The trick is to run with it. Run toward it. Run right into it, as if meeting an old friend in a coffee shop, wherever you can. On the running trail, or in the bathtub, or in your journal. Whereever you can meet it. Don’t run from it, run through it. Move with it. Move for it. Move through it. If your body comes along for the ride and does some physical movement at the same time, great. If not, and your body needs to lay down and not move and just allow the heart and soul and mind to come together, that’s great too. There is no wrong way, as long as you move for it and with it and through it. This is how we sanctify the spaces of hurt that live in either the past or the possible future and transform them into power. This is how we honor the pain as holy, by recognizing it and greeting it as the divine teacher it is. 

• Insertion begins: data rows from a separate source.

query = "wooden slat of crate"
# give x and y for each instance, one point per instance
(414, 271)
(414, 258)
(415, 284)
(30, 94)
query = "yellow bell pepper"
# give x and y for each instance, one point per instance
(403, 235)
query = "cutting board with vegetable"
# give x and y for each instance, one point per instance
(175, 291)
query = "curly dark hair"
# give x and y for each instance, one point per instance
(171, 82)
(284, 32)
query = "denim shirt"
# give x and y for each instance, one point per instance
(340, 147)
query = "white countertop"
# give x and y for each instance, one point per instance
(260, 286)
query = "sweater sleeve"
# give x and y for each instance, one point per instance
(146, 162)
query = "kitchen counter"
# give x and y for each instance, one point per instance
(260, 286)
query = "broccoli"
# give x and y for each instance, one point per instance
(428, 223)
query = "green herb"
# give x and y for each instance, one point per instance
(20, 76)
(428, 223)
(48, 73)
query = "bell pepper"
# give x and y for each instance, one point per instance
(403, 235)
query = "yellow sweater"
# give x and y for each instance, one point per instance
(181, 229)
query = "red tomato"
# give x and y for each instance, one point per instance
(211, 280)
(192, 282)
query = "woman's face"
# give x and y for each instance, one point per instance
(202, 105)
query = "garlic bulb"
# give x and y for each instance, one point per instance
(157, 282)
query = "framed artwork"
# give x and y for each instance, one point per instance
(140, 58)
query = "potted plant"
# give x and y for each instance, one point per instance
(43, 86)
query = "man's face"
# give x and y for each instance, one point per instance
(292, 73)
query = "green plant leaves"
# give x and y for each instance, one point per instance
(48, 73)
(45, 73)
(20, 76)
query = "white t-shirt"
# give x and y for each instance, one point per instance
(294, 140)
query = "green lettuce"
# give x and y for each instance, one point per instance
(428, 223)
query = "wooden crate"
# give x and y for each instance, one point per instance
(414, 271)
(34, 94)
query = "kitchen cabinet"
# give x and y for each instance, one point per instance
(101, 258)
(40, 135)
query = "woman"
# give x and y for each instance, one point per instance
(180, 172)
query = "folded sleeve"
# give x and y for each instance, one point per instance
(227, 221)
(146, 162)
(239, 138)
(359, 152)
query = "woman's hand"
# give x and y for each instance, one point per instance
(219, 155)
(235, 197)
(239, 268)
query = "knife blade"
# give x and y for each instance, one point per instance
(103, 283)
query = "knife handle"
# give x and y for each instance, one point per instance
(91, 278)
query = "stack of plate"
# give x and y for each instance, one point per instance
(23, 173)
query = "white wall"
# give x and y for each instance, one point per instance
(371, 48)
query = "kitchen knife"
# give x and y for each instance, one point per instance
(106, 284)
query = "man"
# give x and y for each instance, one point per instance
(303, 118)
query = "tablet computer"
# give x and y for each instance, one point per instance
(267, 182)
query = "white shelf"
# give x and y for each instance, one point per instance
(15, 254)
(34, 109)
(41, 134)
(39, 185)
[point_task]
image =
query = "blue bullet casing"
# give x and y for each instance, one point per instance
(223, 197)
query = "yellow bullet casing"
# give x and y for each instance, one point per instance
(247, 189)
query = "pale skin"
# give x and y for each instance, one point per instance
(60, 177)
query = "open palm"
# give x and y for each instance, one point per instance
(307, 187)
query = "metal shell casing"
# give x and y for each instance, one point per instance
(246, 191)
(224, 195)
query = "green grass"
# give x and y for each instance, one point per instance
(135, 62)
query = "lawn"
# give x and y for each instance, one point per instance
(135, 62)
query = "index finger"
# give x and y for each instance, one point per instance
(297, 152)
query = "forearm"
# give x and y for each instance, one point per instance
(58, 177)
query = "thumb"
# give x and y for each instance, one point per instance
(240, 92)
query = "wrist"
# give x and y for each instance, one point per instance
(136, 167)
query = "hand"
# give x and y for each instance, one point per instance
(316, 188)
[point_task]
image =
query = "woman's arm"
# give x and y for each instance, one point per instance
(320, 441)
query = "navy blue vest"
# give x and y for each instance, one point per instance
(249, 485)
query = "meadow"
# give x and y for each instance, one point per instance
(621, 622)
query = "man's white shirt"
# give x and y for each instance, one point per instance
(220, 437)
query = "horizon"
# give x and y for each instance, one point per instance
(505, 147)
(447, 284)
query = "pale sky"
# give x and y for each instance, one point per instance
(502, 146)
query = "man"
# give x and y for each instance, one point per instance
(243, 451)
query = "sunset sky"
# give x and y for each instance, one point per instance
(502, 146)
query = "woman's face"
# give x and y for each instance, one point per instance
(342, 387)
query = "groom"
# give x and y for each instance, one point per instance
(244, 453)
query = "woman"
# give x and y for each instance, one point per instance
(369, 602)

The place we think we are the least safe, (where we are afraid to feel and see and process) is ironically the only safe place. Because it’s the place we heal. 


Now back in my normal routine and responsibilities, I find myself more exhausted than at the height of the sickness, even after 7 miles on the road. I can see the demands and schedules I had, the expectations I forced myself to meet and told others to rely on, are constricting and confining and keep me as a hamster in a wheel, sprinting. I’ve vowed to find more safe places, like afternoon walks and hot baths in the middle of the day and quiet hours with a book before bed. I’ve promised to attune to that stillness, the non-running, so as to move forward the needle of my highest and most healed self. I’ve committed to zooming in on the spot that my fears and I currently inhabit, rather than trying to see the entire map of what’s ahead (the future) and what’s behind (the past) on my life’s journey. Thus, I’m no longer looking down at a map of a long and winding path. I’m looking up, and seeing a big, wide open sky above me, and feeling a healthy sense of freedom I’ve never known before.